Machine Learning in Finance
Title | Machine Learning in Finance PDF eBook |
Author | Matthew F. Dixon |
Publisher | Springer Nature |
Pages | 565 |
Release | 2020-07-01 |
Genre | Business & Economics |
ISBN | 3030410684 |
This book introduces machine learning methods in finance. It presents a unified treatment of machine learning and various statistical and computational disciplines in quantitative finance, such as financial econometrics and discrete time stochastic control, with an emphasis on how theory and hypothesis tests inform the choice of algorithm for financial data modeling and decision making. With the trend towards increasing computational resources and larger datasets, machine learning has grown into an important skillset for the finance industry. This book is written for advanced graduate students and academics in financial econometrics, mathematical finance and applied statistics, in addition to quants and data scientists in the field of quantitative finance.
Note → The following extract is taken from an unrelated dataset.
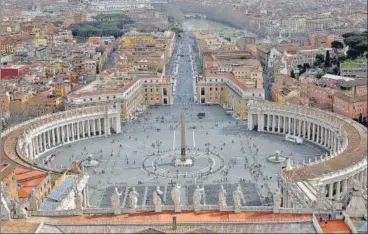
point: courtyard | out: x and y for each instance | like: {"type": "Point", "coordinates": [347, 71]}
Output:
{"type": "Point", "coordinates": [221, 148]}
{"type": "Point", "coordinates": [156, 133]}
Machine Learning in Finance: From Theory to Practice is divided into three parts, each part covering theory and applications. The first presents supervised learning for cross-sectional data from both a Bayesian and frequentist perspective. The more advanced material places a firm emphasis on neural networks, including deep learning, as well as Gaussian processes, with examples in investment management and derivative modeling. The second part presents supervised learning for time series data, arguably the most common data type used in finance with examples in trading, stochastic volatility and fixed income modeling. Finally, the third part presents reinforcement learning and its applications in trading, investment and wealth management. Python code examples are provided to support the readers' understanding of the methodologies and applications. The book also includes more than 80 mathematical and programming exercises, with worked solutions available to instructors. As a bridge to research in this emergent field, the final chapter presents the frontiers of machine learning in finance from a researcher's perspective, highlighting how many well-known concepts in statistical physics are likely to emerge as important methodologies for machine learning in finance.